Sheryl Luna: "Elegy for Narcissus"

 

He leaned above the nude body,

tight torso, abs like Atlas.

He admired his own back curved fetal,

shoulders muscular. Barefoot and naked

before his own image,

cheeks blushed and cold,

he whispered, “forget me not

when I’ve grown old.”

 

He adored his own cherub face,

dipped his pale forearm into cold green water,

watched it disturb the view.

He mumbled something.

 

The mouth in the image swallowed

the limb willingly,

in small concentric ripples.

He ignored the large goldfish

that bumped his elbow. The white

ancient one with black dots

splattered across its back sucked

his thumb. He did not hear

the birds or the rustle of the pines.

 

Satiated, he removed his hand

as if it were a new born.

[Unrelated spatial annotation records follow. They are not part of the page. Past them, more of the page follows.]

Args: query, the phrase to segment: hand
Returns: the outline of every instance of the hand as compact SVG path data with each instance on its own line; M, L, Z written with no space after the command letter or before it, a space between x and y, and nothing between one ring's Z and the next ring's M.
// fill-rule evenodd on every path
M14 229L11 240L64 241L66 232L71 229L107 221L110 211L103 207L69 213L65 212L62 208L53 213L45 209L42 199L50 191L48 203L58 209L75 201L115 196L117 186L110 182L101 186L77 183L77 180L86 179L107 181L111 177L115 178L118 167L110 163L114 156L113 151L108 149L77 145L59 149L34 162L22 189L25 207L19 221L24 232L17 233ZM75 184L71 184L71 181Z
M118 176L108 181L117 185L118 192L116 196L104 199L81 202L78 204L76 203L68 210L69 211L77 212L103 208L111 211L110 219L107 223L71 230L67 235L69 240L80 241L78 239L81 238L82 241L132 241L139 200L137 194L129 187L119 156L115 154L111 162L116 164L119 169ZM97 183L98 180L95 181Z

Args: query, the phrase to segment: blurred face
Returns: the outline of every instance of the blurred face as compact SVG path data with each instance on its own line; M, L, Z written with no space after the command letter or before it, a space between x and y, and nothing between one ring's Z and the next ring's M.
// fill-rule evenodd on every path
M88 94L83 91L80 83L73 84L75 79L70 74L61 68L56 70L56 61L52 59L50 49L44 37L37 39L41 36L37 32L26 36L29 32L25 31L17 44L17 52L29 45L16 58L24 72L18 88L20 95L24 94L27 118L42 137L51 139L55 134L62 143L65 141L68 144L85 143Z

Later,

crouched as an animal, the moon

tugged at the feminine within him.

His thighs long and bare,

muscled in the dark.

 

After many years the image of his age

mocked him. Altering as he changed,

it scorned him. His own watery eyes

glared back. They held weariness.

 

The evening breeze broke the surface

as if the image were saying,

“I hate you. I have always hated you.”

 

 

Sheryl Luna's first collection of poetry, Pity the Drowned Horses, received the Andres Montoya Poetry Prize for emerging Latino/a poets and was published by University of Notre Dame Press in 2005. Her work has appeared in Prairie Schooner, Georgia Review, Amherst Review, and elsewhere.